For the past 40 entries, I ♥ E-Poetry has been focused on poetry written using social media, and with the exception of a handful of works, the vast majority has been created with and for Twitter. In addition to Twitter fictions, three emergent genres have expanded the traditional scope of the poetic in this social network: bots, performance works, and netprovs. To explore abundant examples of each case, click on the links to tags above or visit the March and February 2013 archive (the entries begin on February 17).
I conclude this series by examining poetic works authored by you— that is, trends, memes, hashtags, and other ways in which Twitter prompts people (such as yourself) to write poetry or at least produce tweets that foreground the poetic function of language.

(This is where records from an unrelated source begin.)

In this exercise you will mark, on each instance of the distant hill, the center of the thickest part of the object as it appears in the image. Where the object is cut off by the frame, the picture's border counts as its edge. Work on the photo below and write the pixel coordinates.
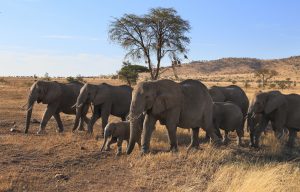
(287, 67)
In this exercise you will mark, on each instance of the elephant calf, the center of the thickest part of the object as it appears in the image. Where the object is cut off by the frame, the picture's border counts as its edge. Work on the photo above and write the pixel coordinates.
(118, 132)
(229, 117)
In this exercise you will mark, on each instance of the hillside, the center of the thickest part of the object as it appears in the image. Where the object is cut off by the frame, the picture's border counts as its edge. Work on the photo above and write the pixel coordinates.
(287, 67)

As a social network that values concision (with its 140 character limit), it already encourages compression that can lead to the poetic. This has encouraged many to write haiku, couplets, free verse, prose poetry, and other short kinds of traditional poetry. The folks at Twitter acknowledge this by announcing new line break functionality in their Web client with a haiku.

The haiku is so popular in Twitter, that you just need to visit the #haiku hashtag to discover more poetic creativity than could every be anthologized in print (while I wrote this sentence, 5 new haiku were tweeted). Line breaks are now starting to be used to create traditional and visual poetry and ascii art in Twitter.
Twitter’s hashtag functionality has been used for more focused creative prompts, leading to massive trends of artful language production. Some examples I’ve come across and enjoyed are: #lesserfilms, #fivewordtedtalks, Also worth a look are Twitter’s reports on 2012 Trends, 2011 Hot Topics, and 2010 Trends, which feature trends like: #idontunderstandwhy, and #threewordstoliveby. Follow the links to read a huge sampling of the most recent products of these language memes that spread in the imagination through this social network. For more deliberately poetic examples, read my entry on “@Tempspence and the Tempspence Poets,” and participate in the recently launched #spinepoetry, documented in this Tumblr site.
More importantly: pick a constraint, start writing, and make the title of this entry true.